To obtain an HTML element from document’s structure use one of the following functions:

  • document.getElementById("id_value") – returns one element found by its id attribute
  • document.getElementsByTagName("table") – returns collection of elements by given tag name
  • document.getElementsByClassName("some-class") – returns collection of elements by given class attribute
  • document.querySelector(".some-css-selector") – returns first element matched by given CSS selector
  • document.querySelectorAll(".some-css-selector") – returns collection of elements matched by given CSS selector

To access standard HTML attributes of retrieved elements just type element.attr (e.g. console.log(link.href) for <a> element). An exception is class attribute which is accessed using element.className. To change CSS styles use element.style object followed by camelCase style name (e.g. CSS property background-color can be accessed with element.style.backgroundColor). Another special attribute is innerHTML which can be used to change content of an element. You might remember about user defined attributes which are found under element.dataset.* field.

Document object (DOM – Document Object Model)

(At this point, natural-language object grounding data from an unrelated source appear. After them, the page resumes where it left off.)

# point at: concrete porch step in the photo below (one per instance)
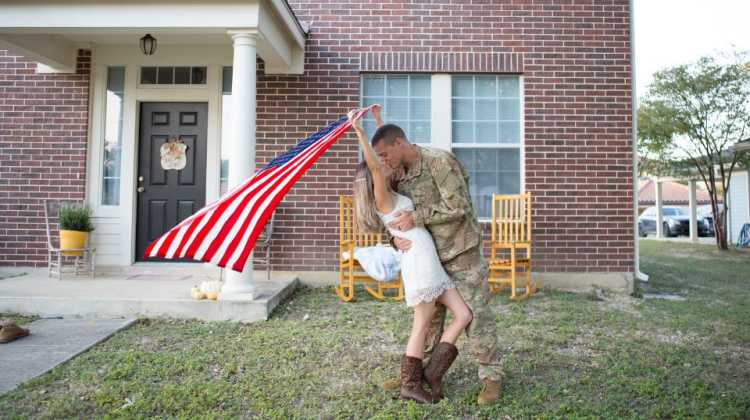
(133, 295)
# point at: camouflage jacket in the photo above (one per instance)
(438, 185)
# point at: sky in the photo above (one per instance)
(674, 32)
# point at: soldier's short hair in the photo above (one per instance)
(387, 133)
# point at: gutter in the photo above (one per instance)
(634, 140)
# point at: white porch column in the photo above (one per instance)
(659, 215)
(693, 212)
(242, 146)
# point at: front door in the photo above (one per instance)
(171, 183)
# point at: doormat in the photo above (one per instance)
(149, 276)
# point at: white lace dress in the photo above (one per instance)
(423, 274)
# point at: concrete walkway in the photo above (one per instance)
(150, 292)
(51, 342)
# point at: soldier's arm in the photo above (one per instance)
(454, 201)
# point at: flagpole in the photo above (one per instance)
(242, 146)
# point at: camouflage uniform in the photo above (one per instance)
(438, 185)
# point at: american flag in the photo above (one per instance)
(224, 232)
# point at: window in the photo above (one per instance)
(406, 102)
(173, 75)
(484, 131)
(486, 134)
(113, 136)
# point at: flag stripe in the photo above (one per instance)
(263, 209)
(242, 209)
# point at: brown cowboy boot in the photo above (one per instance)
(490, 392)
(411, 380)
(441, 360)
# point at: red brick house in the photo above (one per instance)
(530, 96)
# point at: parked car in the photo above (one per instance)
(704, 213)
(676, 221)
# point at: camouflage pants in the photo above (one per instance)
(469, 271)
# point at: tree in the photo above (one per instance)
(688, 121)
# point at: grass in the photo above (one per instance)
(567, 356)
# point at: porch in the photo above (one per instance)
(206, 50)
(148, 290)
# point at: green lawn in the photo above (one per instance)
(568, 355)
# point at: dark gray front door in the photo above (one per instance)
(167, 196)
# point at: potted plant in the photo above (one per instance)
(75, 225)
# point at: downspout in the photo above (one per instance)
(634, 140)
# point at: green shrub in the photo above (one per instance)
(75, 217)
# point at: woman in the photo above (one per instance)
(425, 280)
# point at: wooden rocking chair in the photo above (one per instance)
(350, 271)
(510, 246)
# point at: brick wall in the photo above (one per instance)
(43, 129)
(575, 59)
(576, 66)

Those document.* methods mentioned before are part of DOM. It is an object that contains structure of HTML elements presented by the browser and also methods/attributes to manipulate them. It contains a key called body which is a reference to HTML <body> element (there is also head attribute, but that is not used often). The document contains nested HTML elements in childNodes attribute collection. Every other child has childNodes attribute too – they form a tree. DOM is standardized by W3C.

console.log(document.head);
console.log(document.body);
console.log(document.childNodes);       //only <html> node
console.log(document.body.childNodes);  //body's child nodes

Try to type some of those lines mention above into console (in the very bottom of the console you can write actual JavaScript commands).

Interactive console

Each node in DOM has methods and attributes, most important ones are:

There is a difference between DOM Node and DOM Element, elements are only HTML tags, nodes are also texts between elements and other stuff. You will encounter elements most of the times, DOM Element inherits methods and properties from the DOM Node.

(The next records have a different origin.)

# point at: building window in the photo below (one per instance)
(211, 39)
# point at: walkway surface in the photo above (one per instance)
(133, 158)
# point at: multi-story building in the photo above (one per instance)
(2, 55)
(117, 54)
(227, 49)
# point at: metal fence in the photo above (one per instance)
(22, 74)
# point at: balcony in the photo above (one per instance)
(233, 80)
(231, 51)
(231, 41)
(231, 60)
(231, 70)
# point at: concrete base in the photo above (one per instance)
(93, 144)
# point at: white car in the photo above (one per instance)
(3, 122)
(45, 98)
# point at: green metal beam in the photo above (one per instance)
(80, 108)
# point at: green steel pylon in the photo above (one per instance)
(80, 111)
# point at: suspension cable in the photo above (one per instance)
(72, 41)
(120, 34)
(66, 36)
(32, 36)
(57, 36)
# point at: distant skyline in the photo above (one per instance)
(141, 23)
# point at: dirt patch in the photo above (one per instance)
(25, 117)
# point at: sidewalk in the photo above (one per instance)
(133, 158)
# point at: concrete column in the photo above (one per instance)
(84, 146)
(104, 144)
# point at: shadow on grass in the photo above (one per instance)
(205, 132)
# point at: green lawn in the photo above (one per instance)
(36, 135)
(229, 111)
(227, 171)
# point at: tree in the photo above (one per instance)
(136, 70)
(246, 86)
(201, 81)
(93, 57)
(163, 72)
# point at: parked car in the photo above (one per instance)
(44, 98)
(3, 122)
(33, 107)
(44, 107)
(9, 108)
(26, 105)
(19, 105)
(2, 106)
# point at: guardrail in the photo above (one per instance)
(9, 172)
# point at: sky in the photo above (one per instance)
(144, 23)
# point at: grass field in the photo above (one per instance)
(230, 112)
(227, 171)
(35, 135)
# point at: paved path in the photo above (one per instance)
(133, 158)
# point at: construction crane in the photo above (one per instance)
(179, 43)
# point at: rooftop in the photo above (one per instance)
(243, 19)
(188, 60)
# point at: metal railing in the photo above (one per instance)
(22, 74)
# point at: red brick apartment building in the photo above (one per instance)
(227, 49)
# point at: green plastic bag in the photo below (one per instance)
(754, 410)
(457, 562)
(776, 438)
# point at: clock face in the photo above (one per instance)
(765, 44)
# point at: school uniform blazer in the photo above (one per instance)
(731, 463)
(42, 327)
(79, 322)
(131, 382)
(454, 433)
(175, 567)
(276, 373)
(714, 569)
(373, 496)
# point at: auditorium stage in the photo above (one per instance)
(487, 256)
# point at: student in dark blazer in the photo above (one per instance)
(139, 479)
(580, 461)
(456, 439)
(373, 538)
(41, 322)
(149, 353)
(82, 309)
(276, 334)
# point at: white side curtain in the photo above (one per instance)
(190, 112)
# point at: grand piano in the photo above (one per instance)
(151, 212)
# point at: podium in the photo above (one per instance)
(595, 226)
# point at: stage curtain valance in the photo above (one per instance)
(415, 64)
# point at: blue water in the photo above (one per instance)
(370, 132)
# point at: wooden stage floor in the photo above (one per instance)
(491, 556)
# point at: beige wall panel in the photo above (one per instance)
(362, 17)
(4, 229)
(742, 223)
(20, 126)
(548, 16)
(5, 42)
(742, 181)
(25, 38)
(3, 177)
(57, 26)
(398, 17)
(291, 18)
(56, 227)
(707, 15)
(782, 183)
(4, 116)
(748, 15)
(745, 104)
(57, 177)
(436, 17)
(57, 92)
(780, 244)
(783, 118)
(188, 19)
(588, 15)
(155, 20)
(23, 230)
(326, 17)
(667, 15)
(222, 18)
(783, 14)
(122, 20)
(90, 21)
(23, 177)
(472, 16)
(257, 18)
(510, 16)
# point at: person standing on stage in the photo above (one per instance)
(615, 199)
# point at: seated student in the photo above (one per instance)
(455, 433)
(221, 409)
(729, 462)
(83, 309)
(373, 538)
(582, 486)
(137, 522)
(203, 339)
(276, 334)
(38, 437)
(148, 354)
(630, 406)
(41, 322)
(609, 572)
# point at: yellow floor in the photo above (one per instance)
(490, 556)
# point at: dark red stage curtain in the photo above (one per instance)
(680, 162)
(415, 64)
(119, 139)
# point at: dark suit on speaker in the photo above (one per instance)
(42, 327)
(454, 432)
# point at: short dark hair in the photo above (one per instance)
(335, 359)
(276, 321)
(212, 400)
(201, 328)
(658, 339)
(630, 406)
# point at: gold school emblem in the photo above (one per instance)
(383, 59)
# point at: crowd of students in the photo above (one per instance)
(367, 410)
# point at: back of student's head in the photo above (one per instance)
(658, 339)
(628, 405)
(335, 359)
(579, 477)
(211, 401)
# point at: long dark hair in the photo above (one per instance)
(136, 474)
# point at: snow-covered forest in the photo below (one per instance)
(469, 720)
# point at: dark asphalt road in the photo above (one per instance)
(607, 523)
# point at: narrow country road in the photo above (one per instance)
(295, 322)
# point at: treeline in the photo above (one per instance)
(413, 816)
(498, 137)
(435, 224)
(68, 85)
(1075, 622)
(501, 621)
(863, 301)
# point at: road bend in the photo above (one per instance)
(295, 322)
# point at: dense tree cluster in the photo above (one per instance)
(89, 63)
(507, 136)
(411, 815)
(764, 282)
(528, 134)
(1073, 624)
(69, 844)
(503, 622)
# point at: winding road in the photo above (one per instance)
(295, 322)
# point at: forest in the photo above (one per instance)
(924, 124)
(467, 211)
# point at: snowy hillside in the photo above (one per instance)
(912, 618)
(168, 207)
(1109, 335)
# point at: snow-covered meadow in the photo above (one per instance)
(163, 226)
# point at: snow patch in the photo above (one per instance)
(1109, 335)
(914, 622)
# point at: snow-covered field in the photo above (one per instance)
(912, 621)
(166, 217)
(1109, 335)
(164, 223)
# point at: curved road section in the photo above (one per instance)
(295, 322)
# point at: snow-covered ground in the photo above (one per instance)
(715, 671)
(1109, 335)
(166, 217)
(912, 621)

To create an element use var newElem = document.createElement('tag_name') method.

You can find special collections like document.forms, document.scripts or document.links on document object.

Window object (BOM – Browser Object Model)

The window variable represents current browser’s window or tab. It is the main variable in JavaScript, when a JavaScript interpret encounters unknown variable, it looks for it in set of window object’s properties.

console.log(window);
console.log('This is same...', document);
console.log('...as this', window.document);
window.anything = "can be used as global variable";
console.log(anything);

Be careful with names of global variables – you can easily overwrite some predefined global variables like console, screen (information about screen size), document (the DOM), history (window history), location (current URL in address bar)… Some more information about current browser can be found in widnow.navigator property.

Following example nicely demonstrates that JavaScript scans for var declarations and moves them to top. You would expect to output document object on first line but JavaScript outputs undefined because the variable has not been assigned a value yet.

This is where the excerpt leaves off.